• Chapter 72: Threshold

    Morning arrived with pale light filtering through his window. Cel’s door opened onto the corridor just as another door down the hall did the same.

    Lior emerged, wheat-blond hair sticking up at odd angles, still rubbing sleep from his eyes. He looked up and his expression shifted immediately - first recognition, then shock so complete it stopped him mid-motion.

    “Cel?” His voice cracked. “What—your throat—“

    Cel’s hand moved automatically to his throat. His fingers found the thin line of dried blood he’d completely forgotten about. The cut wasn’t deep, but it had bled enough during the night to leave a visible mark.

    ‘Shit.’

    “It’s nothing,” he said quickly.

    “Nothing?” Lior crossed the distance between them in three quick strides, eyes wide with something close to panic. “You’re bleeding! Did you—were you trying to—“

    The implication hit a moment before Lior’s voice broke completely on the unfinished question.
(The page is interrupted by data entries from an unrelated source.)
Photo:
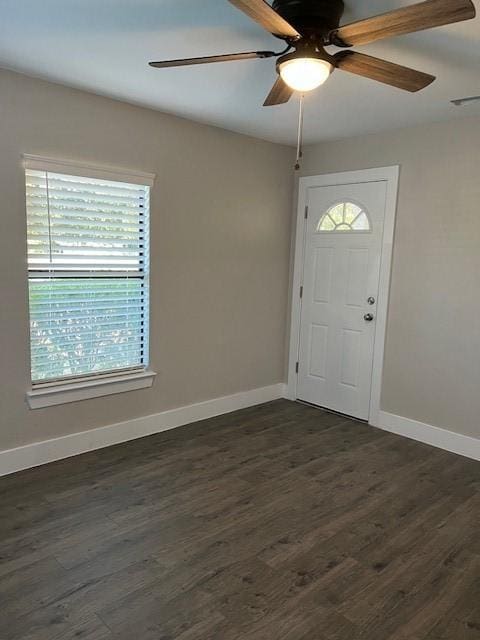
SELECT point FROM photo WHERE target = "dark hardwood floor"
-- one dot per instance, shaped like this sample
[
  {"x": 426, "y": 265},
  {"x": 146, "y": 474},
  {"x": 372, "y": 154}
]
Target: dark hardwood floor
[{"x": 279, "y": 522}]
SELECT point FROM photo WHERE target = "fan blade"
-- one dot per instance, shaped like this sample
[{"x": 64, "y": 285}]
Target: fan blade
[
  {"x": 262, "y": 12},
  {"x": 280, "y": 94},
  {"x": 382, "y": 71},
  {"x": 416, "y": 17},
  {"x": 183, "y": 62}
]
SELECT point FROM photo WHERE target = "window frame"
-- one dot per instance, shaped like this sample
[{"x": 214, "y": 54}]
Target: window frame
[{"x": 88, "y": 385}]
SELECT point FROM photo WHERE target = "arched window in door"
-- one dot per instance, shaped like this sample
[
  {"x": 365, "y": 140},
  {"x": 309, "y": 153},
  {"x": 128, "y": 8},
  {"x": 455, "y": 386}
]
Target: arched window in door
[{"x": 344, "y": 216}]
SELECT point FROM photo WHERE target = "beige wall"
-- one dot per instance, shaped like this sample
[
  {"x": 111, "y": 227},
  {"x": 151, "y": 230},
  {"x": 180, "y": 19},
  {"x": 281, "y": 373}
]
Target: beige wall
[
  {"x": 220, "y": 225},
  {"x": 432, "y": 359}
]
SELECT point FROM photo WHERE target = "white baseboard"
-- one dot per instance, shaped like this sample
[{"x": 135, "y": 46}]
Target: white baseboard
[
  {"x": 435, "y": 436},
  {"x": 38, "y": 453}
]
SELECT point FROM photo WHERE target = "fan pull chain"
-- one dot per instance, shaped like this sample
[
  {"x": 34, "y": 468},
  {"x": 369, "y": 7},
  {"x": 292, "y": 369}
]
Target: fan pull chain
[{"x": 300, "y": 134}]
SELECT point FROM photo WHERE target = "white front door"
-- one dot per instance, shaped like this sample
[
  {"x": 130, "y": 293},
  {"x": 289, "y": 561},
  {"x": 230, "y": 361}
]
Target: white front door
[{"x": 343, "y": 243}]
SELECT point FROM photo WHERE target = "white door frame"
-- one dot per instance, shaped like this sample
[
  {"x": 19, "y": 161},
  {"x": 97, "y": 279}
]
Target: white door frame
[{"x": 390, "y": 176}]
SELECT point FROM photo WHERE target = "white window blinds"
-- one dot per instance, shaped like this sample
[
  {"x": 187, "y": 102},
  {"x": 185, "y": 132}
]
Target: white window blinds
[{"x": 88, "y": 275}]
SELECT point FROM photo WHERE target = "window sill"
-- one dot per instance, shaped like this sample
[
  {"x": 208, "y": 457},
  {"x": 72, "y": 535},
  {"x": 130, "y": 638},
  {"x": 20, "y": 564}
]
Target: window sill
[{"x": 75, "y": 391}]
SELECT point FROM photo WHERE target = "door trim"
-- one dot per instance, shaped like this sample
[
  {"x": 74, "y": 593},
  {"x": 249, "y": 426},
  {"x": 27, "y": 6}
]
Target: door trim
[{"x": 389, "y": 175}]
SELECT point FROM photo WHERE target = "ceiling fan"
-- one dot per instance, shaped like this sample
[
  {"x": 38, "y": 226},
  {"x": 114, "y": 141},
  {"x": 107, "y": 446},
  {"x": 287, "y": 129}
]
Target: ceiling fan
[{"x": 308, "y": 26}]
    “No.” Cel raised both hands, palms out. “No, it’s not what it looks like. I wasn’t—“

    “Then what happened?” Lior’s sky-blue eyes searched his face desperately.

    The truth was impossible to tell. A lie was needed.

    “I was testing something,” Cel said. The words came out awkward, stilted. “With my artifact. Wanted to see how sharp the edge was.”

    Silence stretched for two full heartbeats.

    Then Lior’s expression cycled through confusion, disbelief, and arrived at something that might have been horror.

    “On your throat?!”

    The question came out half-shout, loud enough that a door down the hall opened. Someone peered out, saw them, and quickly retreated back inside.

    “I just—“ Cel scrambled for something to make this seem reasonable. “It seemed like the best way to—“

    “The best way?” Lior stared at him like he’d announced plans to jump off the Academy’s tallest tower. “You put a blade to your own throat to test if it was sharp?”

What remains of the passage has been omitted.